In 2000, I authored and voters approved Amendment 23 to the Colorado Constitution to protect school funding. I had young children at the time, and worked with a group of moms who, like me, were dismayed by programs being cut in schools. The kindergarten class at my neighborhood school had swelled to 36 students with just one teacher, and there was no funding for a teacher’s aide.

I remember thinking how strange it was to run a statewide constitutional amendment simply to maintain school funding. How, I thought, could Colorado get itself into a situation where it couldn’t fund schools even at the rate of inflation while the economy was strong? It became clear that when the economy slowed, schools faced cuts, and when the economy grew, schools faced cuts. This simply didn’t make sense.

As the group of moms put it: “Heads, schools lose and tails, schools lose.”

Coloradans agreed to make education a priority, and approved Amendment 23. Yet, just 15 years later, other provisions in the constitution still demand cuts in education, despite our recent economic success. The state has cut nearly $1 billion per year from schools below the minimum requirements approved by voters, and Colorado ranks 43rd among states for per pupil spending, according to Education Week.

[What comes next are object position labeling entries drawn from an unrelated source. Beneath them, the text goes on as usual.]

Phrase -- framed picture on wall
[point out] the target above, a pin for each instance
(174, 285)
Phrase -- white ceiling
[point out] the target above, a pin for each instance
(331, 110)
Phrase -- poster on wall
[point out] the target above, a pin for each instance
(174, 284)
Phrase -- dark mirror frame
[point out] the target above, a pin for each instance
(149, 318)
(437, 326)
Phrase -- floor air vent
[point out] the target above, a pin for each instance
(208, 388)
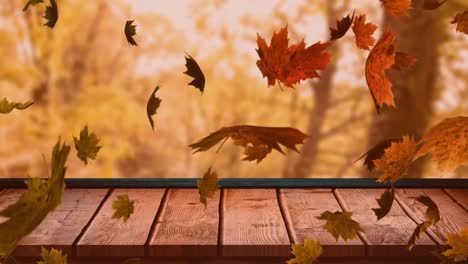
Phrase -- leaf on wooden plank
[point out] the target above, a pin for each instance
(152, 106)
(41, 197)
(194, 70)
(7, 106)
(447, 142)
(208, 186)
(87, 145)
(290, 64)
(363, 32)
(385, 203)
(53, 256)
(307, 253)
(381, 58)
(395, 162)
(257, 141)
(397, 8)
(340, 224)
(123, 207)
(342, 26)
(130, 31)
(51, 14)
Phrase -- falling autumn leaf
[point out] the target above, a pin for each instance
(87, 145)
(363, 32)
(152, 106)
(208, 186)
(447, 142)
(340, 224)
(290, 64)
(130, 31)
(6, 106)
(397, 8)
(396, 161)
(123, 207)
(257, 141)
(342, 26)
(53, 256)
(51, 14)
(381, 57)
(193, 70)
(307, 253)
(461, 20)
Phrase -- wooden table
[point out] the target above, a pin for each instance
(237, 226)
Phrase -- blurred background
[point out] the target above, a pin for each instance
(84, 72)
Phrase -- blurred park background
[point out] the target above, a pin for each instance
(84, 72)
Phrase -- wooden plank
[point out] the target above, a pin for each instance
(185, 226)
(453, 216)
(389, 236)
(252, 224)
(460, 196)
(63, 225)
(302, 206)
(112, 237)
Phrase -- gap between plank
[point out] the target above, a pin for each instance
(85, 228)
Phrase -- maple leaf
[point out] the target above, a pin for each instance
(130, 31)
(32, 3)
(87, 145)
(340, 224)
(208, 186)
(461, 19)
(6, 106)
(153, 105)
(41, 197)
(381, 57)
(403, 61)
(123, 207)
(307, 253)
(385, 203)
(193, 70)
(257, 141)
(447, 142)
(290, 64)
(53, 256)
(397, 8)
(459, 244)
(397, 158)
(342, 26)
(363, 32)
(51, 14)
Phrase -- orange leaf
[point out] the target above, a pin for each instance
(381, 57)
(290, 64)
(363, 32)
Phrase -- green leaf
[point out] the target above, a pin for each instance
(6, 106)
(130, 31)
(152, 106)
(87, 145)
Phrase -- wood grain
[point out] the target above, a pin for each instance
(185, 227)
(302, 207)
(453, 216)
(252, 224)
(113, 237)
(63, 225)
(388, 236)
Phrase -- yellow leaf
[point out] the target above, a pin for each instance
(395, 162)
(123, 207)
(340, 224)
(459, 244)
(53, 256)
(208, 186)
(447, 141)
(307, 253)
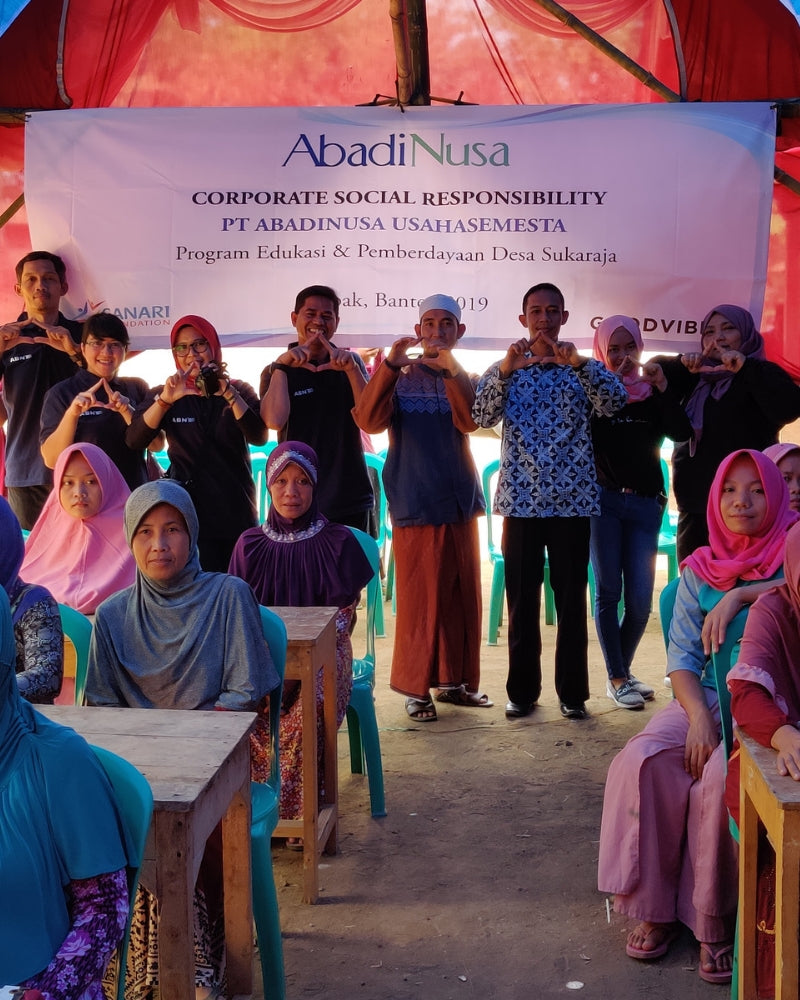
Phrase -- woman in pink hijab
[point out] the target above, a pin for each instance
(665, 850)
(77, 548)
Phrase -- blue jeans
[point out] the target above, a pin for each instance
(624, 545)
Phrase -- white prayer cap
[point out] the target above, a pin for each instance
(445, 302)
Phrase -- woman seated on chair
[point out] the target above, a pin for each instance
(665, 849)
(77, 546)
(765, 702)
(36, 621)
(62, 857)
(298, 558)
(179, 638)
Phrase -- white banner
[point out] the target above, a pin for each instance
(656, 211)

This means our kids have fewer opportunities than students in other states. Many Colorado students don’t receive individual attention, don’t receive regular feedback on their work, don’t have access to technology and, in some districts, can’t take basic courses like physics because it isn’t offered.

These gaps are most pronounced in poor and rural areas that depend more heavily on state funding for their schools. Parents are paying higher fees, and many people are donating unprecedented sums to public schools, but this only exacerbates inequities across Colorado.

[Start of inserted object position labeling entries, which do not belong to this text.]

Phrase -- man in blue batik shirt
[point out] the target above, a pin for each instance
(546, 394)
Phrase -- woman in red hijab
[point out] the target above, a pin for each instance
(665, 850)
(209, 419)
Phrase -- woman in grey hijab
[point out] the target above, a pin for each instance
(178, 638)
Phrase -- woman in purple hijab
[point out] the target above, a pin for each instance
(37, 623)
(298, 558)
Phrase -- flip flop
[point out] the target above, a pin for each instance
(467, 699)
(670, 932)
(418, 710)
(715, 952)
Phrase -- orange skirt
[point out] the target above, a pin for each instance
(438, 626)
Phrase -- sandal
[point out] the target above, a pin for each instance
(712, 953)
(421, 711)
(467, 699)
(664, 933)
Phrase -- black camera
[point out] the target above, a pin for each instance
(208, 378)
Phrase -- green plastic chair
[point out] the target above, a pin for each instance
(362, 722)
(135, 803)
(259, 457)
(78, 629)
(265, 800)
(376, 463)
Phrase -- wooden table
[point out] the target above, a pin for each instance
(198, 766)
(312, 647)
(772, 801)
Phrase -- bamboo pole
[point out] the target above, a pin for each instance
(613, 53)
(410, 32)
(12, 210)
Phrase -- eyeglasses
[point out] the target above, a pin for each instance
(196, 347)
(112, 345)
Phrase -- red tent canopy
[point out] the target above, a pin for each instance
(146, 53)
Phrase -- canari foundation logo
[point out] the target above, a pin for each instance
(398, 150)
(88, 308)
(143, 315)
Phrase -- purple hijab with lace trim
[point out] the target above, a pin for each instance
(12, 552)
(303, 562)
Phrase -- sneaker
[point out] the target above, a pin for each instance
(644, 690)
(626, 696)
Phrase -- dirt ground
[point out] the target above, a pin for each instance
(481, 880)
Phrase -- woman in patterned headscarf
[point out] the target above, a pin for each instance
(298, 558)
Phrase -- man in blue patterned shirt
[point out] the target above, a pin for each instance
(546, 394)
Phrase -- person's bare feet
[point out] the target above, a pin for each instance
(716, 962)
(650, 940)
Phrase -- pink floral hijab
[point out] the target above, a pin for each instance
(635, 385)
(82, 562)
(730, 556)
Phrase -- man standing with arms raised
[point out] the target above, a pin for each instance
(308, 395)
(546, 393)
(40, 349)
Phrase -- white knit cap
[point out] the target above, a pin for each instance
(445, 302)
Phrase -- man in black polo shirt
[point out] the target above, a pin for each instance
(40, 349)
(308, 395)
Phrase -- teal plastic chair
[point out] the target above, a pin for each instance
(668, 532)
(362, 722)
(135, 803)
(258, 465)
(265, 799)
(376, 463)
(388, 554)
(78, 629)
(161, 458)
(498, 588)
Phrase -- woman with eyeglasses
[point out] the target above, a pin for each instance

I wrote Amendment 23 so all of Colorado’s children could have the best chance to succeed. I want our public schools to mirror the innovation, vitality and creativity of our state’s economy. I want schools that enable kids to be innovators, leaders, thinkers and doers. And I want every student to have a chance to attend college, technical or professional programs so they can advance their skills and build our economy. Today, less than three out of 10 kids who grow up in Colorado graduates from college. We can do so much better.

Let’s work together to fix Colorado’s constitution so our schools lead the nation, instead of falling further behind. We need a constitution that allows us to restore funding to our classrooms and make critical investments in education when times are good, along with the flexibility to make cuts in all areas of the budget, including education, when the economy turns down. Colorado has always looked ahead and taken bold steps to define a better future. We should do the same now. Our kids and all of Colorado deserve better.

Cary Kennedy is Denver’s chief financial officer and deputy mayor. She was a co-proponent of Amendment 23 and served as Colorado treasurer from 2007 to 2011.